NASA’s Kepler space telescope is dead. It ran out of fuel back in October of last year, but the incredible wealth of data that it sent back during its life is still being sifted through, and new discoveries are just waiting to be made.
A timely reminder of that fact comes in the form of an all-new exoplanet discovery made by citizen scientists who dedicated their time to combing through Kepler’s logs. The world, called K2-288Bb, appears to be quite special, and researchers who have looked at the data think it might even host liquid water, raising the possibility that the newfound planet is habitable.
The research, which was published in The Astronomical Journal, reveals that K2-288Bb resides in the constellation Taurus and sits around 226 light years away from Earth. The planet orbits a binary star system consisting of two stars that are smaller than our own Sun. Compared to the Sun, the larger of the two stars in the binary system is around half as massive, while the smaller is only about one-third as massive.

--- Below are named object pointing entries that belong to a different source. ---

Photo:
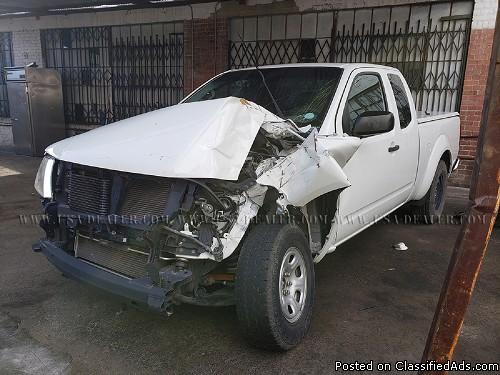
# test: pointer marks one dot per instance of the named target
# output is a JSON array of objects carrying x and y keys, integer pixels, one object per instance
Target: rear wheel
[
  {"x": 431, "y": 205},
  {"x": 275, "y": 286}
]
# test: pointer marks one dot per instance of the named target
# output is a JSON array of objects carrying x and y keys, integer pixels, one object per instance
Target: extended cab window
[
  {"x": 366, "y": 95},
  {"x": 402, "y": 102}
]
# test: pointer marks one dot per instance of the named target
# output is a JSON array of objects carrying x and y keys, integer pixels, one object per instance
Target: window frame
[
  {"x": 343, "y": 102},
  {"x": 405, "y": 90}
]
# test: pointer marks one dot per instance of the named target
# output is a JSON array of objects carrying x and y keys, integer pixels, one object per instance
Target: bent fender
[{"x": 312, "y": 170}]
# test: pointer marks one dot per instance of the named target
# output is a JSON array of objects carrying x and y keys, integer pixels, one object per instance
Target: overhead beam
[{"x": 88, "y": 7}]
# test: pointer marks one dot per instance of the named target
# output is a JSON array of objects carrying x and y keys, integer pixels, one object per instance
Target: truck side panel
[{"x": 436, "y": 138}]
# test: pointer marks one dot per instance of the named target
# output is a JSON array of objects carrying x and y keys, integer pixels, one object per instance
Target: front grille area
[
  {"x": 146, "y": 198},
  {"x": 115, "y": 257},
  {"x": 88, "y": 194}
]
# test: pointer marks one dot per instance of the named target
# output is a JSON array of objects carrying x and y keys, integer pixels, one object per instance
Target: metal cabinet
[{"x": 36, "y": 108}]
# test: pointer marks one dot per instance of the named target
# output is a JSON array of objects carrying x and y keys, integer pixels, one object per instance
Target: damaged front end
[
  {"x": 167, "y": 236},
  {"x": 162, "y": 237}
]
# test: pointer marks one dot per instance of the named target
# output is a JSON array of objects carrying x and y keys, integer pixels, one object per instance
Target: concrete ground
[{"x": 372, "y": 303}]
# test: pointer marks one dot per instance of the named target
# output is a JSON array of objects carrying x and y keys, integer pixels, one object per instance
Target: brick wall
[
  {"x": 208, "y": 55},
  {"x": 27, "y": 47},
  {"x": 476, "y": 74}
]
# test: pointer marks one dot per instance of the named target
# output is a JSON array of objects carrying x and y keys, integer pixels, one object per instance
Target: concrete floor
[{"x": 372, "y": 303}]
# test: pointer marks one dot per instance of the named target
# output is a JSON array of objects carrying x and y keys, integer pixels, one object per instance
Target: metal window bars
[
  {"x": 427, "y": 42},
  {"x": 113, "y": 72}
]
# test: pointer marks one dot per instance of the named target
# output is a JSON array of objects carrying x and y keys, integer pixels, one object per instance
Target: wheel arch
[{"x": 440, "y": 151}]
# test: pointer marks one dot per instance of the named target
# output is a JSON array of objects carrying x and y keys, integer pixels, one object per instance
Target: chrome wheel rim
[{"x": 293, "y": 284}]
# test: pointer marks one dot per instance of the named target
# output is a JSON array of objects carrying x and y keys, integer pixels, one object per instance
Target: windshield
[{"x": 303, "y": 93}]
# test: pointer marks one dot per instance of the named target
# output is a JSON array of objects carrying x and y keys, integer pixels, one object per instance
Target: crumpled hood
[{"x": 208, "y": 139}]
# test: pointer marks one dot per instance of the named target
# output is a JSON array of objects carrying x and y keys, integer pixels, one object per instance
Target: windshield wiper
[{"x": 280, "y": 113}]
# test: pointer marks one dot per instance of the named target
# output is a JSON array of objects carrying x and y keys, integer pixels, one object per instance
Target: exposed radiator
[
  {"x": 88, "y": 194},
  {"x": 115, "y": 257},
  {"x": 146, "y": 197}
]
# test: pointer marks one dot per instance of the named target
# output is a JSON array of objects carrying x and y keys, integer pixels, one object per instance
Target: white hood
[{"x": 208, "y": 139}]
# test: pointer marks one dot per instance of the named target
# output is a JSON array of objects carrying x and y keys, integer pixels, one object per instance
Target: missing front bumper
[{"x": 141, "y": 291}]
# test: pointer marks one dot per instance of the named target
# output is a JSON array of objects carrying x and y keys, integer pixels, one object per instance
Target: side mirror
[{"x": 373, "y": 122}]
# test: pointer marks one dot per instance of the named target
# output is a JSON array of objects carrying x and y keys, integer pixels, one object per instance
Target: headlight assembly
[{"x": 43, "y": 179}]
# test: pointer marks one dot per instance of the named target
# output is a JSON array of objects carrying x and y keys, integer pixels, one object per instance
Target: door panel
[{"x": 378, "y": 176}]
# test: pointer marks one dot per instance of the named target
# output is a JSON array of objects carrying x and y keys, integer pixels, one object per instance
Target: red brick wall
[
  {"x": 476, "y": 74},
  {"x": 209, "y": 53}
]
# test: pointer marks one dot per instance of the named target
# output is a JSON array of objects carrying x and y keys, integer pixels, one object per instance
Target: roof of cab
[{"x": 345, "y": 66}]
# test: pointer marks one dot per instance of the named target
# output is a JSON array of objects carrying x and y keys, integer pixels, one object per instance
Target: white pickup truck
[{"x": 231, "y": 196}]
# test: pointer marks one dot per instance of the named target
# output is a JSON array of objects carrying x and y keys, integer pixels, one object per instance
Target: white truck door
[
  {"x": 378, "y": 174},
  {"x": 406, "y": 126}
]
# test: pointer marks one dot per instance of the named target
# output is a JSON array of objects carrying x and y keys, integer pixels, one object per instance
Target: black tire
[
  {"x": 430, "y": 207},
  {"x": 258, "y": 286}
]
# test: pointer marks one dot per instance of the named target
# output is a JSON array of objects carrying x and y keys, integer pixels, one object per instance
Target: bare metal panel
[
  {"x": 36, "y": 107},
  {"x": 46, "y": 106},
  {"x": 21, "y": 122}
]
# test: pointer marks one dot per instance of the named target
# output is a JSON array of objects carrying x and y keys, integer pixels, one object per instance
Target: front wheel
[{"x": 275, "y": 286}]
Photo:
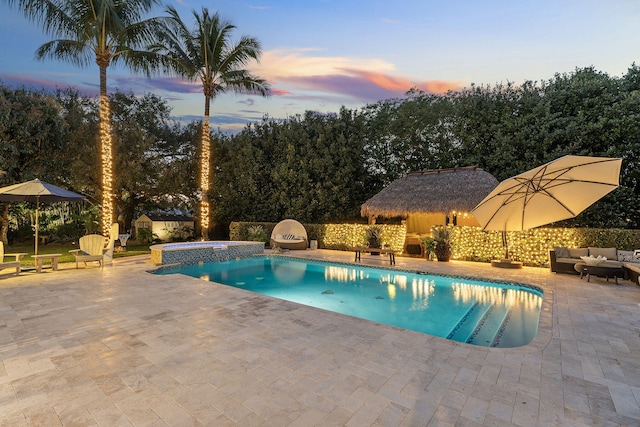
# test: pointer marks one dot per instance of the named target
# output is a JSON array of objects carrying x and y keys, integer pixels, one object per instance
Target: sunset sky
[{"x": 323, "y": 54}]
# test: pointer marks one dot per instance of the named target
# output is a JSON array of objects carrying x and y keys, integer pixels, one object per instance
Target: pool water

As far as what the planet may be like, the jury is still out. It’s clear that the world is significantly larger than Earth, about twice the size, but it’s located within what scientists consider the habitable zone of its system. If it’s a rocky world like Earth, chances are good that it could support water on its surface, but it might also be a gassy “sub-Neptune” planet which would be hostile to life as we know it.
The discovery is unique for a number of reasons — not least of which is that it was made by amateur astronomers — but the biggest surprise for scientists was its size. As NASA’s JPL notes in a blog post, planets between 1.5 and 2 times the size of Earth are seemingly rare based on the exoplanet data we’ve gathered thus far.